July 31, 2007

Disappearing Zucchini

Following up on my last post about zucchini bread, which I am still enjoying, I must admit that I have found a few other uses for the zucchini that has been showing up in my weekly box. Let me insert here that the zucchini coming from Eatwell Farm is incredibly creamy! This is a pretty exciting discovery to me, who always found zucchini so borrrrring.

I finished reading Barbara Kingsolver's Animal, Vegetable, Miracle a month ago. Sigh. What a lovely read that was. I love the way it was educational without being preachy. If you don't know already, the 'year in food' chronicles the family's move from Tucson, AZ to a family farm in the Virginia's Appalachian mountains. Their aim was to live as sustainably as possible for one year, growing as much as possible and getting the rest from neighbors.
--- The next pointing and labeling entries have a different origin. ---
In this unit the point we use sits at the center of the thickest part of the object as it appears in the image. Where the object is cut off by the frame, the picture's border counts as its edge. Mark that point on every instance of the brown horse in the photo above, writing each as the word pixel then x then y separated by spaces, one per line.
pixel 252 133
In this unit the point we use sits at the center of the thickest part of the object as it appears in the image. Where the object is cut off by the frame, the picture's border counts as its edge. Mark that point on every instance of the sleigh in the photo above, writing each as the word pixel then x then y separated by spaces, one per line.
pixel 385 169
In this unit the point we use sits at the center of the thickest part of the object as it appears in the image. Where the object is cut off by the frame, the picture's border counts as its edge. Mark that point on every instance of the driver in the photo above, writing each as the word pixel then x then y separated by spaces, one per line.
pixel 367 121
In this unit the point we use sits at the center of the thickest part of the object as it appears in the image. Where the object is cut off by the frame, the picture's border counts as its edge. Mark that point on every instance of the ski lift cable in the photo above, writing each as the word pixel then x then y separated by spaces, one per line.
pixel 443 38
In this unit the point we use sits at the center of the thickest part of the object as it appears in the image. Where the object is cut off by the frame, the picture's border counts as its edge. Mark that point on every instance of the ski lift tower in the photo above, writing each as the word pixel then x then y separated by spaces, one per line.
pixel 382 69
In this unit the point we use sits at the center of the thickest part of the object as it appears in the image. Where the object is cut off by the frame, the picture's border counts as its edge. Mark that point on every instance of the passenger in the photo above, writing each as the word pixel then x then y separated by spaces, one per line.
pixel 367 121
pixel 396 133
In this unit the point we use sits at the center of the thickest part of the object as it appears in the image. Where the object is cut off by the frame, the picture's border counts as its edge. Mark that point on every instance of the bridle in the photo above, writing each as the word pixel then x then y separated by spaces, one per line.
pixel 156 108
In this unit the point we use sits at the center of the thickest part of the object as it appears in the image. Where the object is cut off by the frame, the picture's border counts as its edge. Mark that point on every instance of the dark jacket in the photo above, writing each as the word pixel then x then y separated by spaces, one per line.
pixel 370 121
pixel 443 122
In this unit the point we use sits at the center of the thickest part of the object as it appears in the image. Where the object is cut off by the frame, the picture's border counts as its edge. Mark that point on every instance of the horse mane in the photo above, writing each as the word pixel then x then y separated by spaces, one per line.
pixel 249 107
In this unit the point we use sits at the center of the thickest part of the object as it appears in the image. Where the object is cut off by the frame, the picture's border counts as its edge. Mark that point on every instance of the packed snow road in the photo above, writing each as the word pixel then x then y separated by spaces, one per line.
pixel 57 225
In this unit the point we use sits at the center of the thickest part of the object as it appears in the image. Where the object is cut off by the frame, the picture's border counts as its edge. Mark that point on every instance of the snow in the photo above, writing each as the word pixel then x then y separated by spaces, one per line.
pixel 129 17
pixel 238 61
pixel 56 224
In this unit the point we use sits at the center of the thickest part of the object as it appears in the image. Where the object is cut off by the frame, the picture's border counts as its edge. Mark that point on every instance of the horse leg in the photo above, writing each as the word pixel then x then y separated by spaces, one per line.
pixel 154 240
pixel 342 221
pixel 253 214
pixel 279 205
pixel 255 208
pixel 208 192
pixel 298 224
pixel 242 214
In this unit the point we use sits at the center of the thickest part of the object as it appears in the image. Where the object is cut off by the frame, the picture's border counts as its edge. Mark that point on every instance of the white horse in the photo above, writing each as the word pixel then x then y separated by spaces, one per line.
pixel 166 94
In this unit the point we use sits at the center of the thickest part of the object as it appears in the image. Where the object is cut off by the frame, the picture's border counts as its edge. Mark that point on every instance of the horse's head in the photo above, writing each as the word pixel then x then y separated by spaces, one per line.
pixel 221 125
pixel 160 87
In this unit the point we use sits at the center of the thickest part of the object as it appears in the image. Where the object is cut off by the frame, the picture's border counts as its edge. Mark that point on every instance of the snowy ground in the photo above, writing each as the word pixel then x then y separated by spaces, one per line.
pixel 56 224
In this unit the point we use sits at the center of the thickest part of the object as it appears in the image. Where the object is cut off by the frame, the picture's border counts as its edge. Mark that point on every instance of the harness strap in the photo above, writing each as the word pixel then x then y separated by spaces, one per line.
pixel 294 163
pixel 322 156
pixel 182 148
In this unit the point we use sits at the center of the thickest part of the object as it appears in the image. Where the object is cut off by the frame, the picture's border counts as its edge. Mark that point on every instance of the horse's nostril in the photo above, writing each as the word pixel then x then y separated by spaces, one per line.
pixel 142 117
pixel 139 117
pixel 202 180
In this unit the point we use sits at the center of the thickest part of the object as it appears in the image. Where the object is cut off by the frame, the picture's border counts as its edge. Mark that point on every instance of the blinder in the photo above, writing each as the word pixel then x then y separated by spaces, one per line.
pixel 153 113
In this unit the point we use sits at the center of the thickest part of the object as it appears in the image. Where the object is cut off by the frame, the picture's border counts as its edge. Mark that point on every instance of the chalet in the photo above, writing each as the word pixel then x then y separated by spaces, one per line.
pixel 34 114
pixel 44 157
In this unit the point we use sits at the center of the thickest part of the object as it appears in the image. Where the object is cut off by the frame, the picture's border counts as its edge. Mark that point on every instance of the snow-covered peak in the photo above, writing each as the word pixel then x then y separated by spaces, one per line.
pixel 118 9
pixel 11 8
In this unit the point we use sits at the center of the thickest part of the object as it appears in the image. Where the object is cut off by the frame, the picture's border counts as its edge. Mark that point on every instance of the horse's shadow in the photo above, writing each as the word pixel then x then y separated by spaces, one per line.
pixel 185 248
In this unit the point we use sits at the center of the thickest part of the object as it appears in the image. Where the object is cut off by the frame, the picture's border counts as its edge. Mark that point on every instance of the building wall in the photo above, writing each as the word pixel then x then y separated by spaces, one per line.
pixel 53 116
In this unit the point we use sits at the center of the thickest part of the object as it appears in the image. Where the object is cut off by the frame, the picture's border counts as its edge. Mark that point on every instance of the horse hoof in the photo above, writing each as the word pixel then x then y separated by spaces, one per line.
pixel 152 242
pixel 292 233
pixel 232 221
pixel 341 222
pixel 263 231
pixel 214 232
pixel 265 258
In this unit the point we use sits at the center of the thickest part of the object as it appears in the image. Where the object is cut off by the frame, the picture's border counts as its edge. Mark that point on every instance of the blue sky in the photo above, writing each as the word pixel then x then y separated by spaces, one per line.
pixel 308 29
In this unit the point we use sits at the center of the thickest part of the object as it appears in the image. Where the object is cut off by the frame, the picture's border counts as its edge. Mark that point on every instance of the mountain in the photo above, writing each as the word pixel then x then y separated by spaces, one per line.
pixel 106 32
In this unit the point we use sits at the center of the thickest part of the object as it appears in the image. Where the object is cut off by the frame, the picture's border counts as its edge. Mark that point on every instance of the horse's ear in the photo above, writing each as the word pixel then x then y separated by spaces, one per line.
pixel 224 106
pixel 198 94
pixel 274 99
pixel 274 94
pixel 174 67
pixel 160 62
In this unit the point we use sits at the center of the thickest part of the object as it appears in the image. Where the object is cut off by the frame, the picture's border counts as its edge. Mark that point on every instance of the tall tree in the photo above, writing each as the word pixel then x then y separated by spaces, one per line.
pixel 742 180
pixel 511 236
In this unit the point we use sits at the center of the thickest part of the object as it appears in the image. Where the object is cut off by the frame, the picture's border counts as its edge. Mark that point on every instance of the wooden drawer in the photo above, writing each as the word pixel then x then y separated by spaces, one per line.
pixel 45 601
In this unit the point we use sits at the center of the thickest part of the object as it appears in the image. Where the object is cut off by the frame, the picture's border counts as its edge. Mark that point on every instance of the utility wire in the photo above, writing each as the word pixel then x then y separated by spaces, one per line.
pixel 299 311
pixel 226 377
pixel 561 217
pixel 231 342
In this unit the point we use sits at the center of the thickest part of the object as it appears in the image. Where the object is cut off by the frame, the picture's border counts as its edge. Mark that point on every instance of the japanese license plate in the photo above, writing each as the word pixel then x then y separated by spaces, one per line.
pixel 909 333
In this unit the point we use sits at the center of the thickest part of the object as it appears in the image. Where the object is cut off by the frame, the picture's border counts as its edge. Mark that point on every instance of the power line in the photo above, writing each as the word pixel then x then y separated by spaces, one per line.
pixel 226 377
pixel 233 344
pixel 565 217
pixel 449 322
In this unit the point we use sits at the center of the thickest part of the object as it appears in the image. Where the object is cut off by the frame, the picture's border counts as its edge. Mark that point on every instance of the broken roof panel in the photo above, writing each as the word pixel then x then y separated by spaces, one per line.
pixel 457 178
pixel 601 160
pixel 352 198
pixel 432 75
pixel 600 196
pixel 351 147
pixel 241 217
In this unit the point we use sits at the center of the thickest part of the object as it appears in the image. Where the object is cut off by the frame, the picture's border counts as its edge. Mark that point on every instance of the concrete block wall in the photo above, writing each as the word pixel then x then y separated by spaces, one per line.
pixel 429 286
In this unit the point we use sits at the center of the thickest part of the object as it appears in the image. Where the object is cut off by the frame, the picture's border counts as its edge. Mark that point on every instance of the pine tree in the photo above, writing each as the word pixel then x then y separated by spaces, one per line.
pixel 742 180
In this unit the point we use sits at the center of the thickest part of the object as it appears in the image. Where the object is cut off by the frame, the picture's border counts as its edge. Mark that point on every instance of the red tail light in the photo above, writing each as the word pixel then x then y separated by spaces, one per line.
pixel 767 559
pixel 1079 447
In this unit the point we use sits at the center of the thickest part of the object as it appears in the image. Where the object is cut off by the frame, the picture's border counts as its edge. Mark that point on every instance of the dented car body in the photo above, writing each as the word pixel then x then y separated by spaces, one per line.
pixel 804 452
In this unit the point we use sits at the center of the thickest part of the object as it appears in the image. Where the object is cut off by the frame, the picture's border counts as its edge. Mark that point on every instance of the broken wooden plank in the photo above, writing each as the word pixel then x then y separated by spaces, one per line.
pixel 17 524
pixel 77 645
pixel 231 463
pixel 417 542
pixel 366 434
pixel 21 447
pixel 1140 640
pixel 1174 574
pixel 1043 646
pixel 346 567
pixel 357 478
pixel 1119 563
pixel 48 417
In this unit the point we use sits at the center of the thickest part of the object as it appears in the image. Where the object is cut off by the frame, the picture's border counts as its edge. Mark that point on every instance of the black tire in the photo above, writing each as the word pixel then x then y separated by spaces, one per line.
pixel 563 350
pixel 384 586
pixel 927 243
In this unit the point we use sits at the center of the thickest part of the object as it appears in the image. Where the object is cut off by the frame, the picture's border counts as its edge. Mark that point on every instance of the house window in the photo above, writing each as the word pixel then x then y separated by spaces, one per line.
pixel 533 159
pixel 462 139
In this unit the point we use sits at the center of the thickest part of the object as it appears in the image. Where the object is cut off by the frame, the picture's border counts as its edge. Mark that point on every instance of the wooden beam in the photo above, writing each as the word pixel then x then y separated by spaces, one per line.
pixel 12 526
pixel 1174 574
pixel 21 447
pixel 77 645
Go out and read this if you haven't, yet!

You can visit their website for recipes that are printed in the book. One recipe that stuck with me is the Disappearing Zucchini Orzo. I have used this method to great success in various ways. It comes in handy when trying to feed a 2 and 4 yr old who are both opposed to most things green. Grated zucchini seems to disappear in just about anything. I've used it to make pasta sauce, bulgur salad, risotto and fried rice. The zucchini is totally camouflaged in the last two dishes as it is the same size and shape as rice. As for the pasta sauce - I sauteed some garlic and diced onion, then added the shredded zuccchini until softened. I then added some chopped tomato (I actually had some leftover heirlooms!) and basil and let them simmer. The sauce almost had a creamy consistency and was delicious AND nutritious :)

July 27, 2007

Summer Abundance

In this weeks' box were:

Heirloom tomatoes - 3 small, 2 large and 2 pints of cherry tomatoes
Cucumber - some of them were so long they wouldn't fit in the box! I wonder how long mine was to start with...
Eggplant - a pretty shade of lavender. I should take a picture
Onions - flat, white ones that are larger than a cipollini but smaller than a regular onion - at first I thought they were huge heads of garlic
Strawberries - swear to you. and in my opinion, they are now at their sweetest
Green beans - I have no idea what to do with all the green beans in my fridge!
Corn - three ears
Serrano chiles - 3 peppers
Zucchini - 3
Basil - a bunch

Stay tuned for our weekly meal plan. I think we are having pizza tonight - my mouth is watering thinking about a pizza covered in tomato, eggplant, zucchini and basil! And, still no problem for us to turn on the oven to 475 even though it is July 27. Gotta think positively about the San Franciscan weather.

July 26, 2007

The Requisite Zucchini Bread Post

I had all these grand plans for zucchini this summer. It's not that I have a bumper crop from a garden to contend with, as they wouldn't grow well in my yard (too cold, foggy, windy and wet). I knew we'd be getting them repeatedly from the farm and was armed with ideas on how to tackle them. I had visions of making zucchini fritters, stuffed zucchini, ratatouille, zucchini soup (ew?), etc, etc. Anything to avoid zucchini bread. And for no good reason, because I *love* zucchini bread. It's just so, I don't know, uncreative? Obvious? Because no one else in my house eats it but me and so therefore it ends up on my hips?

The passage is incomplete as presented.